Review your configuration settings. If they match what you intended, click _Deploy_ to create the service and schedule metadata ingestion.
If something doesn't look right, click the _Back_ button to return to the appropriate step and change the settings as needed.
<details>
<summary><strong>Scheduling Options</strong></summary>
**Every**
Use the _Every_ drop down menu to select the interval at which you want to ingest metadata. Your options are as follows:
* _Hour_: Ingest metadata once per hour
* _Day_: Ingest metadata once per day
* _Week_: Ingest metadata once per week
**Day**
The _Day_ selector is only active when ingesting metadata once per week.
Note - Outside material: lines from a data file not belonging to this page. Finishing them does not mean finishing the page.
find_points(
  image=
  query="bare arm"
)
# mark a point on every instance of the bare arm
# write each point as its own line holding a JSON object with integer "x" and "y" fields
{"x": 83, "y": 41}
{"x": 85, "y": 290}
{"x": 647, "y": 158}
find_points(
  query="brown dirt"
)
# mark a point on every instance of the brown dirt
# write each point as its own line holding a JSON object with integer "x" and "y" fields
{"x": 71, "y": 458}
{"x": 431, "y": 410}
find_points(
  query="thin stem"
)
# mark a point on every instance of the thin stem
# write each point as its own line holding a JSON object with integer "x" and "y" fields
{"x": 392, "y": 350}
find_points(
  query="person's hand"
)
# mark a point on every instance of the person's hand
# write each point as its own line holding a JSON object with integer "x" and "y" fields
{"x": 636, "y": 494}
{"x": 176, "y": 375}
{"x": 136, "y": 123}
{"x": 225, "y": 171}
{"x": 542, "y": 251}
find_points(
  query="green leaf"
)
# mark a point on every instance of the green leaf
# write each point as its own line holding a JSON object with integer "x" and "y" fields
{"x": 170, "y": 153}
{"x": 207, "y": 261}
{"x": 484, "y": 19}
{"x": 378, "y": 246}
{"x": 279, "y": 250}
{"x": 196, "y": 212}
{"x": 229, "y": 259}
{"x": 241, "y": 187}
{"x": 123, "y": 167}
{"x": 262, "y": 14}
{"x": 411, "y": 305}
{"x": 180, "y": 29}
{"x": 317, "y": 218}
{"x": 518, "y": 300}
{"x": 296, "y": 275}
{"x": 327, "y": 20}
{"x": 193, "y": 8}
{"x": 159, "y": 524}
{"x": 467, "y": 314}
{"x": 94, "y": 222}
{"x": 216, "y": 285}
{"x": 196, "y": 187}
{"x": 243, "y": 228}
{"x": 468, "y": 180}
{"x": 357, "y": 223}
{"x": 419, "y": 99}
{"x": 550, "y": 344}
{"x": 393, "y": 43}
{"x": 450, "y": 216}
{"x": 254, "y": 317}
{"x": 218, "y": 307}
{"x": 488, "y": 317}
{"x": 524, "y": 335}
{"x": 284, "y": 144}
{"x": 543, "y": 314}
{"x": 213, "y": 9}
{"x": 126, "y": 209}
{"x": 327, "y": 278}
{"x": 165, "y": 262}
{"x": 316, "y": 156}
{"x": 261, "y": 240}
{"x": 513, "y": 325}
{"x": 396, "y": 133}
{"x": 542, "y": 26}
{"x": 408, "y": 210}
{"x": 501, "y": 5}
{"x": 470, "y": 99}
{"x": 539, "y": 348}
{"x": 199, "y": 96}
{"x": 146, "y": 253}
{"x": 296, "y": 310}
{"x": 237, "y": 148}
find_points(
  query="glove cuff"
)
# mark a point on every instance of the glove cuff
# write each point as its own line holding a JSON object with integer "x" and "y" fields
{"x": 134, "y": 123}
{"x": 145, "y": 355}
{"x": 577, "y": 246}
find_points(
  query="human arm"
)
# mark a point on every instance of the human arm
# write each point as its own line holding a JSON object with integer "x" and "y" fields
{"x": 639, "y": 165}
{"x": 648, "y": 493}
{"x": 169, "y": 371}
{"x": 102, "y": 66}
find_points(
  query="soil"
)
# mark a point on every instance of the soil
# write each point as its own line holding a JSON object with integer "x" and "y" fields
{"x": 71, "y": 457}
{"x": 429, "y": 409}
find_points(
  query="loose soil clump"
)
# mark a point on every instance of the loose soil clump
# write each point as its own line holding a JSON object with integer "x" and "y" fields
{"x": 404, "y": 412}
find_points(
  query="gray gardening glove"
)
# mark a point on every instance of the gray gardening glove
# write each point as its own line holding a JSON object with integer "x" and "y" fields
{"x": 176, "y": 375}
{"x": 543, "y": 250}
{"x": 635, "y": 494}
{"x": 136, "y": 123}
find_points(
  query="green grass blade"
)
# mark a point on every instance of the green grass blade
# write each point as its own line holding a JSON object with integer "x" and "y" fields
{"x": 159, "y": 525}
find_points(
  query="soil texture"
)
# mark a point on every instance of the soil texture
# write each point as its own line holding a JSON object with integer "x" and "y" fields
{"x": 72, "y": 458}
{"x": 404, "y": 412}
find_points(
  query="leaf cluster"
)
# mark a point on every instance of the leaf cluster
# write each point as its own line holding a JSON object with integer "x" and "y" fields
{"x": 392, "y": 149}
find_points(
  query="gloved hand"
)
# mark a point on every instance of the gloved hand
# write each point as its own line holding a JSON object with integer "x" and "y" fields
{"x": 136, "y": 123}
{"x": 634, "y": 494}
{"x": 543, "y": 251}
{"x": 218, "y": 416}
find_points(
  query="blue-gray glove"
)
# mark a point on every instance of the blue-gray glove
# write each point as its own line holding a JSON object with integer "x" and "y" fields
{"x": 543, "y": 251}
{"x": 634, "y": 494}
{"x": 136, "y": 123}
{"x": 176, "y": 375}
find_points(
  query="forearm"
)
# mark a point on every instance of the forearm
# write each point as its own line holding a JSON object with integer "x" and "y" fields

Use the _Day_ selector to set the day of the week on which to ingest metadata.
**Minute**
The _Minute_ dropdown is only active when ingesting metadata once per hour. Use the _Minute_ drop down menu to select the minute of the hour at which to begin ingesting metadata.
**Time**
The _Time_ drop down menus are active when ingesting metadata either once per day or once per week. Use the time drop downs to select the time of day at which to begin ingesting metadata.
**Start date (UTC)**
Use the _Start date_ selector to choose the date at which to begin ingesting metadata according to the defined schedule.
**End date (UTC)**
Use the _End date_ selector to choose the date at which to stop ingesting metadata according to the defined schedule. If no end date is set, metadata ingestion will continue according to the defined schedule indefinitely.
</details>
After configuring the workflow, you can click on _Deploy_ to create the pipeline.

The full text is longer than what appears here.